PBS's timeline of Nigeria's presidents

In the wake of Yar'Adua's death, The PBS NewsHour published an outline of Nigeria's leaders, under the rubric "Nigeria's Post-Colonial Political Turmoil."  Fair enough, and ever since archetypical man-of-action Nzeogwu* decided he wasn't messing about, it really has been a turbulent cascade, and sobering to re-read even in the drab copy of foreign service wonks.  Stories of the many intrigues that have characterized Nigeria to date were always the midnight snack of my mates and I defying curfew in school, and many of these names are vivid folk heroes and villains to me.  In a recent visit to my parents' they and my Uncles and family friends had even more lurid tales of the machinations surrounding the turnover of power from Yar'Adua to Goodluck Jonathan, and I do wonder where these will fetch up in the endless drama of the Stumbling Giant of Afica.

* Nzeogwu is an extraordinary person whose Wikipedia page does him no real justice.  I recommend to anyone interested in African politics to find one of the several books about him, and about the seismic events he set in motion.  You can hardly do better than the volume by later twice head of state Olusegun Obasanjo himself, if you can find it in print in the West.

Anyway, in their chart is a surprising omission.  Nigerians will spot it in an instant.
  • 1960-66
    • Tafawa Balewa (Northern People's Congress)
  • 1966
    • J.T.U. Aguiyi Ironsi (Military)
  • 1966-75
    • Yakubu Gowon (Military)
  • 1976-79
    • Olusegun Obasanjo (Military)
  • 1979-83
    • Shehu Shagari (National Party of Nigeria)
  • 1984-85
    • Muhamaddu Buhari (Military)
  • 1985-93
    • Ibahim Babangida (Military)
  • 1993
    • Ernest Shonekan (Military)
  • 1993-98
    • Abdulsalami Abubakar (Military)
  • 1999-2007
    • Olusegun Obasanjo (People's Democratic Party)
  • 2007-2010 
    • Umaru Yar'Adua (People's Democratic Party)
  • 2010-present 
    • Goodluck Jonathan (People's Democratic Party)

So where the heck is Murtala Mohammed, whose 1975-1976 regime any Nigerian recognizes as a pivot point in so many ways, in national terms as well as international terms?  You'll rarely find one as much a simultaneous hero and villain to so many.  He was one of those larger-than-life figures in a Nation that could have done with far fewer larger-than-life figures.  PBS hides him in the Gowon section, and briefly mentions him in the Obasanjo (Military) section, even though Obasanjo probably only became head of state because Mohammed had clearly marked him as his second, in the Mohammed/Obasanjo/Danjuma troika.  Danjuma, based on his military influence, could easily have been Mohammed's successor, but even the dead Mohammed's shadow was long enough to set the succession, and eventually the path to the second republic of Shehu Shagari, a drunken orgy of corrupt civilian rule that probably made inevitable the whipsaw sequence of military regimes that followed.

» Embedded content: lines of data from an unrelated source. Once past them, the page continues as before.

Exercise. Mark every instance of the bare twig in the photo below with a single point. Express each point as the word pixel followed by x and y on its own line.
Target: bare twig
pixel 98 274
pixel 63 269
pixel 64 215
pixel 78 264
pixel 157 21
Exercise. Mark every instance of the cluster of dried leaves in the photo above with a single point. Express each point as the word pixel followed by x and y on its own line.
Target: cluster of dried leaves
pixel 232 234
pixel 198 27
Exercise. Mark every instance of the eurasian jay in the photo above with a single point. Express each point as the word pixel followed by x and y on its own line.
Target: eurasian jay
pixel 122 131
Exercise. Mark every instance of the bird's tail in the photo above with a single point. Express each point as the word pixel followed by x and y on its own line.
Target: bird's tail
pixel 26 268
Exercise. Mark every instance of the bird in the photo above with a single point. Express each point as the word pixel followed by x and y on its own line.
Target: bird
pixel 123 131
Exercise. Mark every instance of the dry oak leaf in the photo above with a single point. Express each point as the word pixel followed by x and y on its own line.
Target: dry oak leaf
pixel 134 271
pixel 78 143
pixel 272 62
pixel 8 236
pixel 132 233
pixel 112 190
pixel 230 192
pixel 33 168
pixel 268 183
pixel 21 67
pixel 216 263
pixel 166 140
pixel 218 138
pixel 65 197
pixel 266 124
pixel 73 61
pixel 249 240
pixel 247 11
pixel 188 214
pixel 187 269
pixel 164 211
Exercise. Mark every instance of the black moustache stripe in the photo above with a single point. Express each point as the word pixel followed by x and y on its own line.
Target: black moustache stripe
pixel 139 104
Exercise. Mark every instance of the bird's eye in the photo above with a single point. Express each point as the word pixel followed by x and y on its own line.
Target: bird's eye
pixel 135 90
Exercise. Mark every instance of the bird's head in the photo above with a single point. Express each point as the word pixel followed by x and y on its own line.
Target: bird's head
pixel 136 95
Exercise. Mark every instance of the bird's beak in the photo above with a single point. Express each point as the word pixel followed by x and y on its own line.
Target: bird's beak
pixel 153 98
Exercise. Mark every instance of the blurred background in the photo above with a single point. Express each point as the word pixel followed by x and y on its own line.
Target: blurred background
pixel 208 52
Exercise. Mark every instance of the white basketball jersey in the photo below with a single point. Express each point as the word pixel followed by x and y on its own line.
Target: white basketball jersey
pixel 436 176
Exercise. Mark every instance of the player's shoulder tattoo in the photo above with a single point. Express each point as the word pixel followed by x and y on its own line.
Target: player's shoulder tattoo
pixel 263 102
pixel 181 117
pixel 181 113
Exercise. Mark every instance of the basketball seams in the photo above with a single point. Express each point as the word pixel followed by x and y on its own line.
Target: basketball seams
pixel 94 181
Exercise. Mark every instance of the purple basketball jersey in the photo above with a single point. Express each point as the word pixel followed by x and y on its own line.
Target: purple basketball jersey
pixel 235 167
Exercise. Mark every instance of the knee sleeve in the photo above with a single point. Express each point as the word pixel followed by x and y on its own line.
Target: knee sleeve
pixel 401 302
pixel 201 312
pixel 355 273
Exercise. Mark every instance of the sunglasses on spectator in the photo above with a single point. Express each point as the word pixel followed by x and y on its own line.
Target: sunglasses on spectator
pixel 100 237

It's more technically correct to have buried M.K.O. Abiola in the Babangida section, although it is the plain reality that Abiola never went from President-Elect to President.

Another observation is the procession from the "(Military)" to the "(PDP)."  If Nigeria is to be a nation where ideas shine as brightly as individuals, then perhaps it's fitting that one of the brighter individuals who stands for some of the more "bottom-up" ideas for Nigeria's future, Donald Duke, publicly ditched the PDP.  (Yeah, and I'm not sure what kind of statement it makes that Facebook is probably the best source for an event that has caused quite a few ripples among Nigerians everywhere).

The PBS timeline does make for interesting reflection, not least upon hope that Nigeria is in for times rather less defined by the drama of personages than have been since 1960.